Jagmohan Joshi

“The racism of Britain is not an accident — it is the child of empire.”

Jagmohan Joshi
Jagmohan Joshi
Anti-Racist Activist & former General Secretary of the Indian Workers’ Association

Story & Activities

Jagmohan Joshi was born in Hoshiarpur, India, in 1937. In 1958, aged 21, he migrated to Britain to train as an accountant and settled in Birmingham, working at Handsworth Dairies. A committed Communist, he soon joined the Birmingham branch of the Communist Party and developed a lasting partnership with fellow activist Avtar Jouhl. Together they founded the Birmingham branch of the Indian Workers’ Association (IWA) in 1959, linking it with Wolverhampton’s South Staffordshire branch and successfully making the case for a Smethwick branch. Among Joshi’s early initiatives was a parliamentary lobby against restrictive immigration laws and the preparation of *Victims Speak*, a memorandum supported by the Indian High Commission. In 1964, he and Jouhl arranged for Malcolm X to visit Smethwick, where racist campaigning and “colour bar” practices had caused national outrage.

Joshi’s activism extended beyond the IWA. In 1961, he and journalist Maurice Ludmer co-founded the Co-ordinating Committee Against Racial Discrimination (CCARD), which united South Asian and Caribbean organizations to oppose the 1962 Commonwealth Immigrants Act. The group built links with the US civil rights movement and the British Black Panthers. CCARD’s Campaign Secretary, Shirley Fossick—whom Joshi later married—worked alongside him in organizing these efforts.
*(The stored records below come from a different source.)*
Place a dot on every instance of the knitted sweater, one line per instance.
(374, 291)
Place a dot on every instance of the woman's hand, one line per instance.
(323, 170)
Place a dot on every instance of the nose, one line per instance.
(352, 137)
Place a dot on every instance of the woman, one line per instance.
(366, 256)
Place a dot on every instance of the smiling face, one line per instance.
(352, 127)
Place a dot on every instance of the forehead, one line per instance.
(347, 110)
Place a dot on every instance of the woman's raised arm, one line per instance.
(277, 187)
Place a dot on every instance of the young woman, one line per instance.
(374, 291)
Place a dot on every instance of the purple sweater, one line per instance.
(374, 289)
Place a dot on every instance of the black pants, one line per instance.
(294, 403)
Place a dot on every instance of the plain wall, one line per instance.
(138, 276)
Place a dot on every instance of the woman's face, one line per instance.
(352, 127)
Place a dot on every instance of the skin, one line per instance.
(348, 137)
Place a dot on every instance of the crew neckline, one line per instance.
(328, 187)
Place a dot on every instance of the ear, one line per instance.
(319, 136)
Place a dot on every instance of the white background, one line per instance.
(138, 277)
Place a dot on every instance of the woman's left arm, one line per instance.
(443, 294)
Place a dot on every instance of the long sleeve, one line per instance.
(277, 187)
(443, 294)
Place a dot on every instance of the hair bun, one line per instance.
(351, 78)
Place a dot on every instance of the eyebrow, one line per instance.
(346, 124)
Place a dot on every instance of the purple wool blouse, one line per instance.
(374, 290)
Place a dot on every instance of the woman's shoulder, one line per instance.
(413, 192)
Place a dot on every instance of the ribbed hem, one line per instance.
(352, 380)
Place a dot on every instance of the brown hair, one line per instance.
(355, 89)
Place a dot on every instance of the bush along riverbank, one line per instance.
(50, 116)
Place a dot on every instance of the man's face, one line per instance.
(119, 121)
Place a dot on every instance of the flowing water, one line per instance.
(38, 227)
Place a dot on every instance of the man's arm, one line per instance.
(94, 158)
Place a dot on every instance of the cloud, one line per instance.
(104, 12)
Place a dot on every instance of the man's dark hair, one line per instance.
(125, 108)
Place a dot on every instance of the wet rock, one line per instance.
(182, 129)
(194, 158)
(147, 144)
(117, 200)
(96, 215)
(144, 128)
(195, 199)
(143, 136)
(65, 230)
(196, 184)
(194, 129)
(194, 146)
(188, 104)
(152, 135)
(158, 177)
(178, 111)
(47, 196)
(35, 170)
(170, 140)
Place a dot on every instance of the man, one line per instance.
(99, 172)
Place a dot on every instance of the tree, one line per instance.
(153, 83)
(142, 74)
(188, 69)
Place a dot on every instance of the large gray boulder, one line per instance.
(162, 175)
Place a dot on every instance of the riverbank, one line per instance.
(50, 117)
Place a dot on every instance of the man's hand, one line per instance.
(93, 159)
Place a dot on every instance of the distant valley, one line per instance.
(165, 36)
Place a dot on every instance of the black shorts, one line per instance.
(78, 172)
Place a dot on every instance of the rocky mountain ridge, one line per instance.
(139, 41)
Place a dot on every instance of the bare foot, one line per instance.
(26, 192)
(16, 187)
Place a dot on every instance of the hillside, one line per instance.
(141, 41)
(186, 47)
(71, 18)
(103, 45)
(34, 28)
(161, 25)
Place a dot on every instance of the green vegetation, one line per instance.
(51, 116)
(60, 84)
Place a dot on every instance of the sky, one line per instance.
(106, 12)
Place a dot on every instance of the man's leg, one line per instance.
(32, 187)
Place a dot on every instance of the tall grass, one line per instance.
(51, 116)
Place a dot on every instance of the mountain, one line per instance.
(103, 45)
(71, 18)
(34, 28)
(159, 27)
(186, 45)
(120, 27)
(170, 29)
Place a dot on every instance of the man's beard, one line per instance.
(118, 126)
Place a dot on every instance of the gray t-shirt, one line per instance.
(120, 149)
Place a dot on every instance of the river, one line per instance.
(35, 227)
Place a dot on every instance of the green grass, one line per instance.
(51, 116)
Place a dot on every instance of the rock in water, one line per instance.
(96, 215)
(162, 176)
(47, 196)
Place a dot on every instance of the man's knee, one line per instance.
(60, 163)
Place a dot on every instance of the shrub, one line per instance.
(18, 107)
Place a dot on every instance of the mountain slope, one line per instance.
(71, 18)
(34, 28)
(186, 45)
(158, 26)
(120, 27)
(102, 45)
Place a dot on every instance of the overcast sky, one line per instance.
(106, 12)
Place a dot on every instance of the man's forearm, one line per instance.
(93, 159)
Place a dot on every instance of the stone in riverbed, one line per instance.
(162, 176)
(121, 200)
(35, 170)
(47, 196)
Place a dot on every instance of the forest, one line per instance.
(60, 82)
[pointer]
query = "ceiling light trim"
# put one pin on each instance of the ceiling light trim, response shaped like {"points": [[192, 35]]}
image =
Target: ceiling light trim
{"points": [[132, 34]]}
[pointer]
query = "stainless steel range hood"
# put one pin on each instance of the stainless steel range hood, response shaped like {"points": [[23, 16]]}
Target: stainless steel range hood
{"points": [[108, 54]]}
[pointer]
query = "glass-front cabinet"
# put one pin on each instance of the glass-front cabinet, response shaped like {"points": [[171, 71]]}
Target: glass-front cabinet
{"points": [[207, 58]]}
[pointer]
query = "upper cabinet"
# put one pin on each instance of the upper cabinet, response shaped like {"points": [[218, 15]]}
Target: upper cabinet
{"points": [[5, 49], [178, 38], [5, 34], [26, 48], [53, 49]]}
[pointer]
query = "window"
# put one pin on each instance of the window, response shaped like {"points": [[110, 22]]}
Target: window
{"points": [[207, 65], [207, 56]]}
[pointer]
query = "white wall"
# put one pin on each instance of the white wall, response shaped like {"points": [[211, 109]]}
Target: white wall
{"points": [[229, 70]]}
Following a split in the IWA in 1967, Joshi and Jouhl led IWA (GB), advocating a revolutionary approach independent of state institutions. Joshi became critical of the British Communist Party’s inability to confront racism within the labour movement and called for a separate trade union for racialized minority workers. In 1968, as General Secretary of IWA (GB), he convened the first meeting of the Black People’s Alliance (BPA), uniting fifty South Asian, African, and Caribbean groups in militant resistance to racism. Historians note Joshi’s unique contribution in articulating a shared Black identity that linked all those oppressed by British colonialism, helping forge solidarity across racial and national lines.

At BRIG, we pay close attention to the forces shaping the relationship between state institutions and citizens. Leaders like Jagmohan Joshi have deeply influenced our thinking. His analysis—alongside that of anti-racist thinkers such as Ambalavaner Sivanandan and Stuart Hall—remains as relevant today as it was seventy years ago. Joshi was unshaken in his conviction that the racism of post-war Britain was inseparable from the legacy of British imperialism. He understood that racism, though changed in form, continues to devastate black lives in Britain.

Joshi was also clear about the connection between class and race, sharing Stuart Hall’s view that race is the agency through which class is experienced by black working people. He rejected divisions between colonised peoples, believing that only a united, broad-based alliance could defeat racism. At BRIG, we are proud that our membership reflects this vision—bringing together people from diverse cultural, ethnic, and national backgrounds in a shared struggle for justice.

Ultimately, Joshi believed in the power of ordinary people to shape history. He was no romantic—he knew that liberation would demand commitment, courage, and sacrifice. The baton has been passed from Joshi’s generation to ours, and at BRIG, we are ready to continue that struggle for as long as it takes.

Jagmohan Joshi, speaking on racism and imperialism, observed:

“The racism of Britain is not an accident — it is the child of empire.”

(Paraphrased from speeches reported by Indian Workers’ Association (GB) members, late 1960s.)